Tanzanian blue helmets, who helped the Congolese army force out M23 rebels from their strategic position 15 km north of Goma in August, lost two soldiers in the fighting.

A third Tanzanian peacekeeper was killed on Oct. 26 in fighting between the Congolese army, the U.N. special brigade and M23. The fighting started on Oct. 25 in the Kibumba, Kiwanja, Rutshuru and Rumangabo districts of eastern DRC, all four of which were reclaimed from M23.

Thomas d’Aquin Mwiti, president of North Kivu’s civil society organisation, told IPS that the loss of Tanzanian soldiers to save Goma would inevitably affect relations between Tanzania and those accused of supporting the war in the DRC.

Diogène Musoni, an economics lecturer at the Rwanda Tourism University College, told IPS that Tanzania was more engaged in the Southern African Development Community (SADC) than in the EAC and remains hesitant about the path of economic integration represented by the introduction of a single visa for other reasons.

He pointed out that the single visa could increase the EAC’s tourist revenue by 50 percent over the first five years of the agreement.

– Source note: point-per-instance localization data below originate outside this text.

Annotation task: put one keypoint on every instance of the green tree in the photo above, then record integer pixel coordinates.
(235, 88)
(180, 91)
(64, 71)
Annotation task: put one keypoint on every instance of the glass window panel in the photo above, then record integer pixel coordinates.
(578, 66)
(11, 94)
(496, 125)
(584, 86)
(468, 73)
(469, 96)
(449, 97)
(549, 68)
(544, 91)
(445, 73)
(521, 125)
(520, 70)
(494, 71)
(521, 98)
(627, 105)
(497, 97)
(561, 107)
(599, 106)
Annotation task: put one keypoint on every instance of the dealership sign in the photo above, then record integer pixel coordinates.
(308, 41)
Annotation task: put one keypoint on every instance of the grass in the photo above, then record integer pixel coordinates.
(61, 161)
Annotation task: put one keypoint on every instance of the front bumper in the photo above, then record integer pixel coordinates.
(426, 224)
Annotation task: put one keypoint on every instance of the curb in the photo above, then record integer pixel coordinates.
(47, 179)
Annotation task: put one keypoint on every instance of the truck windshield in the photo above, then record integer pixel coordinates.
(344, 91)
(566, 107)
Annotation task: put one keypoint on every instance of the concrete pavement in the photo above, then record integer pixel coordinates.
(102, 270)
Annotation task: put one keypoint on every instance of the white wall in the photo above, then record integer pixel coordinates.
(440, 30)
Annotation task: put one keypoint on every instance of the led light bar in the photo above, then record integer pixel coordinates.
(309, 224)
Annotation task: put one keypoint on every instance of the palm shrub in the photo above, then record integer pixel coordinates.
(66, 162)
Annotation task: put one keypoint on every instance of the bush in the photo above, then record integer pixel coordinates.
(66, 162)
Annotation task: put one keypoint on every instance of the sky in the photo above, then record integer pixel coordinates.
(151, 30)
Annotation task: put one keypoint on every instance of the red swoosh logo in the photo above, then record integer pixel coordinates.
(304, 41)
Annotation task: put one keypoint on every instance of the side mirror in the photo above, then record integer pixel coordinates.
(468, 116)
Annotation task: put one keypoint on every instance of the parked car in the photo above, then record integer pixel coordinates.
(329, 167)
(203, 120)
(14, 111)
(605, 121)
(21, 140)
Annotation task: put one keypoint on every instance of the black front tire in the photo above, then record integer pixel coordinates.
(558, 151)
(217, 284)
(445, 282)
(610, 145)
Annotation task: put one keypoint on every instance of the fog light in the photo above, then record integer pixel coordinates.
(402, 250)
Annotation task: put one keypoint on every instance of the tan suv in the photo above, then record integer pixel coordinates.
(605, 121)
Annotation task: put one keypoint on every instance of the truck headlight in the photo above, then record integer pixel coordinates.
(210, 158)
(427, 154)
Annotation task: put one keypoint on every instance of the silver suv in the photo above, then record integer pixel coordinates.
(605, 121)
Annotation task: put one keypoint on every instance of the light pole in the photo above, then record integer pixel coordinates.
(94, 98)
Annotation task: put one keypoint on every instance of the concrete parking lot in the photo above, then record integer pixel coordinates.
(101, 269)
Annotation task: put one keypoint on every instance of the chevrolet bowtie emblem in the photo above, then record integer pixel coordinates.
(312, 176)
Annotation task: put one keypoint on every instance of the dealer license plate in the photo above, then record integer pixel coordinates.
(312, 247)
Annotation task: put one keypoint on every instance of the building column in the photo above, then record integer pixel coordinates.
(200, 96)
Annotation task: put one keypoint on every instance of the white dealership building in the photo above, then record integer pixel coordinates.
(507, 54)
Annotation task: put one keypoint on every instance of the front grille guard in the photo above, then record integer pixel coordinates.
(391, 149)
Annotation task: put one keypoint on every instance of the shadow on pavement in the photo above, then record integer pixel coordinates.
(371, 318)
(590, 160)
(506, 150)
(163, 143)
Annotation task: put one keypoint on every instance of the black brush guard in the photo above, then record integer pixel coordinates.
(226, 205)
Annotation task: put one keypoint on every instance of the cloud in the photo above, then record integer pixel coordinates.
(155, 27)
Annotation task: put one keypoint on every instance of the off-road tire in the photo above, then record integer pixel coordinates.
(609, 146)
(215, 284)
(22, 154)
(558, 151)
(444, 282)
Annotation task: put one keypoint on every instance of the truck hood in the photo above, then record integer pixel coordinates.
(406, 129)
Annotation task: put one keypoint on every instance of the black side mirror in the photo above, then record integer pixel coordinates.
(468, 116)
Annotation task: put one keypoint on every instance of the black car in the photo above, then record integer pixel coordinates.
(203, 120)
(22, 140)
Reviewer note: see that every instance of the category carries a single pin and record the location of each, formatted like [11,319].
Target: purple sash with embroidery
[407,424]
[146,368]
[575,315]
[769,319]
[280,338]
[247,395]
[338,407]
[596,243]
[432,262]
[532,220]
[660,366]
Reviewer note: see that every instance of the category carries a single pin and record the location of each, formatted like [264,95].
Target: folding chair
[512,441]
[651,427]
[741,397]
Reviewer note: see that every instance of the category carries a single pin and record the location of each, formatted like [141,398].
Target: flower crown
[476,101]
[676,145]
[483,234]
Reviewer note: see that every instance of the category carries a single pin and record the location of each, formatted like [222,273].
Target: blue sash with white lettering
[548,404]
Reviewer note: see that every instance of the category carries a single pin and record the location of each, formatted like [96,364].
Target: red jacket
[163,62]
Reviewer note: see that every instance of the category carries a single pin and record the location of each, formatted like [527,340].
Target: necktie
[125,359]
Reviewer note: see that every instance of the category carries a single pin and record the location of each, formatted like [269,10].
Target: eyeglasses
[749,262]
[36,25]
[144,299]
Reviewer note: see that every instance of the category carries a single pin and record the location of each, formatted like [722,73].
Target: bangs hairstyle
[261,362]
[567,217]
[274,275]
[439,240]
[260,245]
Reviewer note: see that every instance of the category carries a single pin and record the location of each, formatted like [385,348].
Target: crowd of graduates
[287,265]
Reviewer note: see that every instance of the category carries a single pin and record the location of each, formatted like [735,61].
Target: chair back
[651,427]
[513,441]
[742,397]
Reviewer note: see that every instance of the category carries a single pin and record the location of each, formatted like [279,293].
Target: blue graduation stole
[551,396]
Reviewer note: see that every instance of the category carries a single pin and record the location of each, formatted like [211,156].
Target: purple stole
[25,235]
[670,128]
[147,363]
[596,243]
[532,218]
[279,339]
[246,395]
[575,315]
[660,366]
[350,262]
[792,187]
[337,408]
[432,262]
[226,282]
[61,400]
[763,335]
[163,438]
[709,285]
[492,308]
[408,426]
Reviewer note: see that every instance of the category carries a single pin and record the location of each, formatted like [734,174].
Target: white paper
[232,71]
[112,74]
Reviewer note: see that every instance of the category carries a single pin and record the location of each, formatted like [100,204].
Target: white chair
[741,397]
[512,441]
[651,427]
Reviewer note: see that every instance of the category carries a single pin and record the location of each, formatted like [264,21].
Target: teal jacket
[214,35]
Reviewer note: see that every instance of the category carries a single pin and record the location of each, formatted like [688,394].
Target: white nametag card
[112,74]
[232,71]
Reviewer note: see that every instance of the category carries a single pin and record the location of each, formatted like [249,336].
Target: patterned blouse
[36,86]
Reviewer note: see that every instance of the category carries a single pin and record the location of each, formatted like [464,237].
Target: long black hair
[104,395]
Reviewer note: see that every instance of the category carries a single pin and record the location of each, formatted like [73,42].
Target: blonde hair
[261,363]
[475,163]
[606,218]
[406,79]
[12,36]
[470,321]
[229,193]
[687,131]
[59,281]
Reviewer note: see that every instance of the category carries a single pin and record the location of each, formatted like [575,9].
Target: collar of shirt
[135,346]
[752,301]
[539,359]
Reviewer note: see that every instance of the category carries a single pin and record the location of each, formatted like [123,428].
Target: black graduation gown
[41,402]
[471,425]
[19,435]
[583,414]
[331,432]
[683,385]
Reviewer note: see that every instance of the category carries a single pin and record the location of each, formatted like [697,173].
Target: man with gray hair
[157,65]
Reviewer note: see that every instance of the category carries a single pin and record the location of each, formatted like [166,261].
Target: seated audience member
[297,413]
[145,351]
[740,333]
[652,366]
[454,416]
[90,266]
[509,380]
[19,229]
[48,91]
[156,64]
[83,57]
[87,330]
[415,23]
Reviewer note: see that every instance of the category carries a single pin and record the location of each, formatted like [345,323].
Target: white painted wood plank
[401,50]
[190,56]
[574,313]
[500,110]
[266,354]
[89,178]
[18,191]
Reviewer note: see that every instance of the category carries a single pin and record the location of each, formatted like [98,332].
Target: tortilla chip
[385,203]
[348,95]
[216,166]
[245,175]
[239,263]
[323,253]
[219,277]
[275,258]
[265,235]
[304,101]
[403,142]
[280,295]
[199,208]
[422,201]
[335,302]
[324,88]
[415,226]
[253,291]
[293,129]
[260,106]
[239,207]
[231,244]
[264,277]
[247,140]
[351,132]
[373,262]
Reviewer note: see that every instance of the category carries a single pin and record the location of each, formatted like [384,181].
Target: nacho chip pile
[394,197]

“The single visa will make things easier for those wishing to visit East Africa’s tourist attractions,” Musoni said.

When contacted by telephone, the spokesperson’s office at the Tanzanian Ministry of Tourism refused to comment on “Rwandese intellectuals views about Tanzania’s isolation,” but asserted that the EAC is as important to Tanzania as SADC.

In September, Tanzanian Minister for the EAC Samuel Sitta responded to questions from the Tanzanian national media by stating that the country would not be forced into an accelerated pace of integration that is not sustainable.

Sitta suspected that the three countries involved in the single visa wanted to isolate Tanzania. “The areas of cooperation the three countries are working on are no different from the ones we collectively discussed during the chairmanship of Mwai Kibaki [former Kenyan president],” he stated. “If they have all of a sudden chosen to isolate us, all we can do is leave them alone and wish them well.”

In a statement published in September, the Burundian government said that the move by the three signatory countries to go ahead with signing the agreement raised doubts amongst the other member states.

The government of Burundi added that while it recognised that the EAC Treaty allows for countries to fast track community projects if necessary, it also states that decisions should be taken with the consensus of all member states, which was not the case with the visa agreement.

However, at the time of the agreement on Aug. 2, the Rwandan Minister for the EAC Jacqueline Muhongayire said: “We want to make it clear that the two other countries [Burundi and Tanzania] have not been left out. They can opt into this agreement once it is a priority for them.”

Okota said that although the introduction of the single visa has been delayed since 2006 because of issues of security and inadequate infrastructure in some EAC countries, the current main causes of disagreement are the fee charges and revenue sharing arrangements.

“There are still small problems with the pricing and revenue allocation from the single visa system,” Denise Nijimbere, acting director of the Burundi Tourism National Office, admitted to IPS.

However, Kenyan President Uhuru Kenyatta believes that the single visa is the only way that the EAC can attract a larger number of tourists.

“The aim is to market the gorillas of Rwanda, Uganda and Burundi and the wildlife of Kenya and Tanzania as a package,” Kenyatta told a regional tourism forum in Kenya last month, adding that he hoped the visa would be implemented by all countries before the end of 2014.